The lawyer for the Thomas More Center had worked closely with the senators to craft a bill that would meet O'Connor's
undue-burden test. President George W. Bush signed the bill, and the law slowly began to make its way to the Court. It contained no exception for the mother's health.

Miller
, the citizenship case, was muddy, and
Stenberg
, the partial birth abortion case, was a victory for women. But for anyone watching carefully, the warning signs for women's equality were manifest. In the crude, vote-counting sense, any retirement among the pro-woman five—Stevens, O'Connor, Souter, Ginsburg, Breyer—would split the court 4–4. Stevens's defection in
Miller
was an oddity. He was not going to be a swing vote in most women's cases. A liberal retirement under a Republican president would put Anthony Kennedy in the swing seat. WWKD? What Would Kennedy Do?

Kennedy's vote in
Miller
and his dissenting opinion in
Stenberg
were ominous. When Kennedy was being considered in 1987, movement conservatives in the Justice Department opposed his selection, because they believed he was in the O'Connor mold and open to a modern approach to the Constitution. After his decisions in
Casey
and in some environmental cases, conservatives had an orgy of I told you so, framing him as someone who cared more about pleasing the establishment than in conservative constitutionalism.

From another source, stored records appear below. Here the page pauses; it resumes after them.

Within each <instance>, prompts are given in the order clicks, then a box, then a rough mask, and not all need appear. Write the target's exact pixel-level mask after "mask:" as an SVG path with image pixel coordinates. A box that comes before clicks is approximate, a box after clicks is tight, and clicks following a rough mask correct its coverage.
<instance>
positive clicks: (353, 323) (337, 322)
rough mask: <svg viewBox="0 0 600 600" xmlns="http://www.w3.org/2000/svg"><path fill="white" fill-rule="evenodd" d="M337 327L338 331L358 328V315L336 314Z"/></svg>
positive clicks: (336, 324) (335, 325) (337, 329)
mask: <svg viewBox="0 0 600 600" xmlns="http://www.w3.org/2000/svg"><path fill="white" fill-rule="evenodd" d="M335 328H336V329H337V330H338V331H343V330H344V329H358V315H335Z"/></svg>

Kennedy was “drifting left in response to elite opinion,” as one prominent critic put it. This should have suited Ginsburg perfectly, as one of Ginsburg's primary strategies was slowly to embed formal equality for women deeply in establishment thinking, using the law to categorize stereotyped treatment of women an “idea whose time has gone.” If Kennedy, the bellwether of elite opinion, felt free to rule or opine as he did on women's issues after
Casey
, her whole strategy of making women's equality the conventional wisdom was in trouble.